February 11, 2016

Expensive Stuff

This image from my customer acquisition presentation comes to us courtesy of Rag & Bone (click here).

You visit their home page, and you are served a dollop of white space. You look at the merchandise, and you quickly realize that you will have to take out a second mortgage to afford the assortment!

Expensive merchandise means that rich people are eligible to buy the merchandise. Head to Facebook (click here), and you'll see that famous people like Jennifer Lawrence own a handbag. That attracts traffic, folks.
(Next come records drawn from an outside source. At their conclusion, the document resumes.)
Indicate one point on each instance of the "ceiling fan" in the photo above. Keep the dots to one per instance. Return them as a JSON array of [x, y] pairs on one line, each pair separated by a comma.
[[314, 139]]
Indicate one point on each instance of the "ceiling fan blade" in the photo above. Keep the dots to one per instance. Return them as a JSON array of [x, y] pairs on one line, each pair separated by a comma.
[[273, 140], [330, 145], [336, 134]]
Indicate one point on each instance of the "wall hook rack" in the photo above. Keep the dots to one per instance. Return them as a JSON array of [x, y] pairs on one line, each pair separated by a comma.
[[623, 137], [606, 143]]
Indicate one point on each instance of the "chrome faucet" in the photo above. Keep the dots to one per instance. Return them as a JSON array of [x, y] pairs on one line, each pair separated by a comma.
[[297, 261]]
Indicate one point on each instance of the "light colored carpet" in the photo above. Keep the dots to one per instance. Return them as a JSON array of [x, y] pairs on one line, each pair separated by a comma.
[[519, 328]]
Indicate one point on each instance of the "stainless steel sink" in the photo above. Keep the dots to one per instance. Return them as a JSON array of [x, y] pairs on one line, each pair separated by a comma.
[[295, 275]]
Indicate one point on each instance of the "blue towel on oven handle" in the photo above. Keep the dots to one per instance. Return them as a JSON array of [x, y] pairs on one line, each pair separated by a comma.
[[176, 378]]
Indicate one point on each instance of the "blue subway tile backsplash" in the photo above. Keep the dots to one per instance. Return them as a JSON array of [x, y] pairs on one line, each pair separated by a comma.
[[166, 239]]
I recall being in a meeting at Nordstrom, way back in 2002. The accessories merchant was in an argument with another merchant ... and the accessories merchant was winning the argument. Her comps were pushing +10% ... and for good reason ... she was pushing prices higher and higher and higher. Her claim? She said that when you pushed prices as high as possible, you self-select an aspirational audience. In other words, she was choosing the audience she wanted to acquire via the price points offered in her category.

I know, I know. You sell widgets. Widgets are a commodity item. You are under severe price pressure from Amazon and your competition. If anything, you have to lower prices! Fine. Good luck with all of that.
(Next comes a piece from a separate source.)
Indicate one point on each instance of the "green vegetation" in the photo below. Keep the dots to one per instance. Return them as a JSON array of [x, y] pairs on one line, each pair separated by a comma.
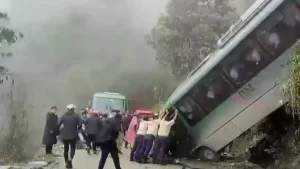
[[291, 86], [188, 32]]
Do you think that Rag & Bone has stiff competition? One of the fast fashion brands can knock this stuff off in less than two weeks and sell something similar for $30 instead of $300, right?

Expensive merchandise is a customer acquisition strategy. Regardless of your business model, you have expensive merchandise that your existing customer base craves, and the expensive merchandise anchors a perception among prospects. You get to pick your customer acquisition audience. Why pick and audience that always demands the lowest price?